Царственная диаконисса Русской церкви

130 лет назад великая княгиня Елизавета Фёдоровна начала своё милосердное служение русскому народу, открыв в 1892 году в Москве Елисаветинское благотворительное общество, чтобы «призревать законных младенцев беднейших матерей, дотоле помещаемых, хотя без всякого права, в Московский Воспитательный дом под видом незаконных». Ровно через век, в 1992 году, она была причислена к лику святых новомучеников Русской церкви. Об этой удивительной святой рассказывает Евгения Парфёнова, член Свято-Елизаветинского братства, исследователь жизни и служения великой княгини Елизаветы Федоровны

Великая княгиня Елизавета Федоровна. Фото: РИА Новости

Великая княгиня Елизавета Федоровна. Фото: РИА Новости

– Великую княгиню Елизавету Фёдоровну Романову в Русской церкви почитают как святую новомученицу. В чём уникальность её святости, а в чём типичность её жизни для русского православия?

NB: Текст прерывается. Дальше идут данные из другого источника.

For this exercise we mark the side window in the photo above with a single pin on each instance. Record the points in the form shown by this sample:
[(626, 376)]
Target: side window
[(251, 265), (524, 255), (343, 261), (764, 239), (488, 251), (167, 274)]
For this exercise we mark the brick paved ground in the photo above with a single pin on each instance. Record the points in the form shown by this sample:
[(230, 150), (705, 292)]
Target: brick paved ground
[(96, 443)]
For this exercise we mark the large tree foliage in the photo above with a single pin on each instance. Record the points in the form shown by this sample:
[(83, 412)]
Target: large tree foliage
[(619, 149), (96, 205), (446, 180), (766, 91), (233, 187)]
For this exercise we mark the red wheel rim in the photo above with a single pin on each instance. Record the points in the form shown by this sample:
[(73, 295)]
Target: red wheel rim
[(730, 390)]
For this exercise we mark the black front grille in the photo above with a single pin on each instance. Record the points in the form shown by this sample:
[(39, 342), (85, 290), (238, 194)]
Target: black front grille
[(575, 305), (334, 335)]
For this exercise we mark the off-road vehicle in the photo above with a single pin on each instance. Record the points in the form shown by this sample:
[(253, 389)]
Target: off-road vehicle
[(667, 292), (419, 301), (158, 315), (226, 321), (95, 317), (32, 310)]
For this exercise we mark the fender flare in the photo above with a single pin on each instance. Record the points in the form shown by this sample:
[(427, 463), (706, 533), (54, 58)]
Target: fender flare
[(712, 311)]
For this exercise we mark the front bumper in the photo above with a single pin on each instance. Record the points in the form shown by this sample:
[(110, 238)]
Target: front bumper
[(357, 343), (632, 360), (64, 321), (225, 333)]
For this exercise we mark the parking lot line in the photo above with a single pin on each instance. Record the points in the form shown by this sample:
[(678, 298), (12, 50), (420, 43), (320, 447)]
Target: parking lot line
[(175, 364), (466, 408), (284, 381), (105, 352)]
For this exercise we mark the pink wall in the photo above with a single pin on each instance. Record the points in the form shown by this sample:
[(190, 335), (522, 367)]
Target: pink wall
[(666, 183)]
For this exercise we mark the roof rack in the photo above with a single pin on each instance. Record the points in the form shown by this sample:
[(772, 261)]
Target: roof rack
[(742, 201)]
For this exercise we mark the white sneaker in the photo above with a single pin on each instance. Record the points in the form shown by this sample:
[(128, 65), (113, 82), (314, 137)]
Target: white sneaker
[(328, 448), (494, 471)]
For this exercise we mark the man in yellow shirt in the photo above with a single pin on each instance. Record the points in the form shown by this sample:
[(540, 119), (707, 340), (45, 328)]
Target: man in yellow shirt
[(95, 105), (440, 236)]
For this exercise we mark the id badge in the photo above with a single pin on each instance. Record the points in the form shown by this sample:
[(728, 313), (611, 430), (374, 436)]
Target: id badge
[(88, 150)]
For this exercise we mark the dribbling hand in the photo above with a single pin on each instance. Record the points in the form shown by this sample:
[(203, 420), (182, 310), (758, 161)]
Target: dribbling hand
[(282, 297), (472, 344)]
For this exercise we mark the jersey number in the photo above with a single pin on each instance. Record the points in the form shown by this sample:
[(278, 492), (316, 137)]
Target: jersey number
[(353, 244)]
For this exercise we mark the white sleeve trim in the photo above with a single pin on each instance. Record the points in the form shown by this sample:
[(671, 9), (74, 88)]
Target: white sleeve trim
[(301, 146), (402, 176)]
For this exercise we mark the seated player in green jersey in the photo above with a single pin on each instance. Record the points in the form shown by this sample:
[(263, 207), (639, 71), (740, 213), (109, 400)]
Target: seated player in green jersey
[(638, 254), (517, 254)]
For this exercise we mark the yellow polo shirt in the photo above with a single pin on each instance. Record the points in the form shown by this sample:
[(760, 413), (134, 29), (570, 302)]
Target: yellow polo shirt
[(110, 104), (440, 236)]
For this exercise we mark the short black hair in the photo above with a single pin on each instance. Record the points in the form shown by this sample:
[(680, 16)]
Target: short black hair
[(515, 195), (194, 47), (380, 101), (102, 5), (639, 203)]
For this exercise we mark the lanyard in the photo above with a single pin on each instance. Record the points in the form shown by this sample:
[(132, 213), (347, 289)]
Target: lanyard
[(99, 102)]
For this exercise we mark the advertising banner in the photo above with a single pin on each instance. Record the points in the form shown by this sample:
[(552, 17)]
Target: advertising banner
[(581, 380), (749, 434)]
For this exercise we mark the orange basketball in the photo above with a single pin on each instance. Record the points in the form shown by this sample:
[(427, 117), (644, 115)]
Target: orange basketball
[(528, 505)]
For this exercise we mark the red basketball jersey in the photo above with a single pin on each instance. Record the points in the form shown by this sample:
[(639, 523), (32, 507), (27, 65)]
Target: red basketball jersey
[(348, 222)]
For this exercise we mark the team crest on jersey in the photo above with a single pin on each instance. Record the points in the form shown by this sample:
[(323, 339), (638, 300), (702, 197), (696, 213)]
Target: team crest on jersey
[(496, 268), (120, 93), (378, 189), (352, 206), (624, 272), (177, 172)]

– Начну с уникальности. Траектория её жизни после гибели мужа от бомбы террориста не была очевидной. Немка по происхождению, она могла, с одной стороны, покинуть Россию и уехать к родным, переживать горе в кругу самых близких людей. С другой стороны, к этому времени она уже неформально возглавляла самые разные общественные организации, и такому человеку непросто было всё оставить и целиком погрузиться в церковную деятельность.

Меня всегда удивляют сухие цифры её биографии. Её муж, великий князь Сергей Александрович, был был убит в 1905 году, а в 1909 году начала работать Марфо-Мариинская обитель – уже тогда целостно продуманный воплощённый проект, со всеми зданиями, сооружениями, единомышленниками, среди которых были представители духовенства, художники и сами девушки, пришедшие послужить Богу и церкви. Это, конечно, уникально по человеческим меркам жить на такой скорости и с таким качеством. 

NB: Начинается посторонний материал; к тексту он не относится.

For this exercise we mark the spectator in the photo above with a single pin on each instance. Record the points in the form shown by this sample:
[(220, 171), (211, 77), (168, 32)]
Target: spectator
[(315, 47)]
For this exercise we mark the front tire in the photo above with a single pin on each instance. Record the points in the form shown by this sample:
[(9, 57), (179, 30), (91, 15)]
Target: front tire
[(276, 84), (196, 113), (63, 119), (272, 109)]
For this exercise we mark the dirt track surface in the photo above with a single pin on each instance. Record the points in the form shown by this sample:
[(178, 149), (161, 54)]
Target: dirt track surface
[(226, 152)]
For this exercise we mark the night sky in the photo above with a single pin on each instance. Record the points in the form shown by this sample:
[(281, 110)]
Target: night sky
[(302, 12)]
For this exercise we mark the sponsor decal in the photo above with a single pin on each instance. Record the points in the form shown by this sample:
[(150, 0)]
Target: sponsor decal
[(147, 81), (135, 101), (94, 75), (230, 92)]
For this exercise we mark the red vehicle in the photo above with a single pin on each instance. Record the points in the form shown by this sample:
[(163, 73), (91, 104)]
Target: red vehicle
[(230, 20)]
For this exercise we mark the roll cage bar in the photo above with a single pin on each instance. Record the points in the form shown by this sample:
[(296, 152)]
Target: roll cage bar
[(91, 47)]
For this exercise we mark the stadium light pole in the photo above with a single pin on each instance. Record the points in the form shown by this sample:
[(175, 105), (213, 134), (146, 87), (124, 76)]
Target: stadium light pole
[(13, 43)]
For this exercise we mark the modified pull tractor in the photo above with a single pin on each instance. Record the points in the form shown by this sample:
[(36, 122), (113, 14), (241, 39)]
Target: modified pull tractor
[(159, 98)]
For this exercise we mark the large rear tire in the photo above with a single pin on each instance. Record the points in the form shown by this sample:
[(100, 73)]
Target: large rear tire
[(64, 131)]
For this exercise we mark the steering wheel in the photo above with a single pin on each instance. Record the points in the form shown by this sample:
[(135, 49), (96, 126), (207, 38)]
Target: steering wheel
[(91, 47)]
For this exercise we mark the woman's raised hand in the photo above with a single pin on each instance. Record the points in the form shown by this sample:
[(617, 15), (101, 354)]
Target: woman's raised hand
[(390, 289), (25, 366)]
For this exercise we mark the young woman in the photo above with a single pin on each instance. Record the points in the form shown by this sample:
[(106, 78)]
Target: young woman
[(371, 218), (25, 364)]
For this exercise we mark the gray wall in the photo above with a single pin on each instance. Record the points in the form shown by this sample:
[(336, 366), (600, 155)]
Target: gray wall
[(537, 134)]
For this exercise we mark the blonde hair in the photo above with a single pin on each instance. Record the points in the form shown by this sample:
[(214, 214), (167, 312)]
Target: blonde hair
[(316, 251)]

Елизавета Фёдоровна  и Сергей Александрович. Фото: общественное достояние
Елизавета Фёдоровна  и Сергей Александрович. Фото: общественное достояние

Если говорить о традиционности, то стоит вспомнить несколько примеров из истории России, когда женщины, особенно вдовы, собирались, молились, оплакивая своих мужей, но не горевали с утра до вечера, а вместе старались хранить память о любимых и одновременно заниматься богоугодными делами, помогать нуждающимся людям. Такая «низовая» инициатива устроения общинной жизни встречалась в русском народе не однажды. Иногда женщины хотели институционализировать свой опыт, и из их общины вырастал монастырь. Так Маргаритой Тучковой и общиной вдов воинов, погибших в Бородинской битве 1812 года, был основан Спасо-Бородинский монастырь.

Вот в этом смысле Елизавета Фёдоровна была в русле русской православной традиции: появилась община единомышленниц, с которой она осуществила проект обители сестёр милосердия. При этом Марфо-Мариинская обитель была уникальна – она не была монастырём. Это было церковное учреждение нового типа, сёстры обители не принимали постриг и не приносили монашеского обета безбрачия. Акцент в их служении делался на особом деле милости к человеку: не только поддержать больных, накормить голодных – главная нацеленность была на внутреннее перерождение человека, устроение жизни по вере в Бога.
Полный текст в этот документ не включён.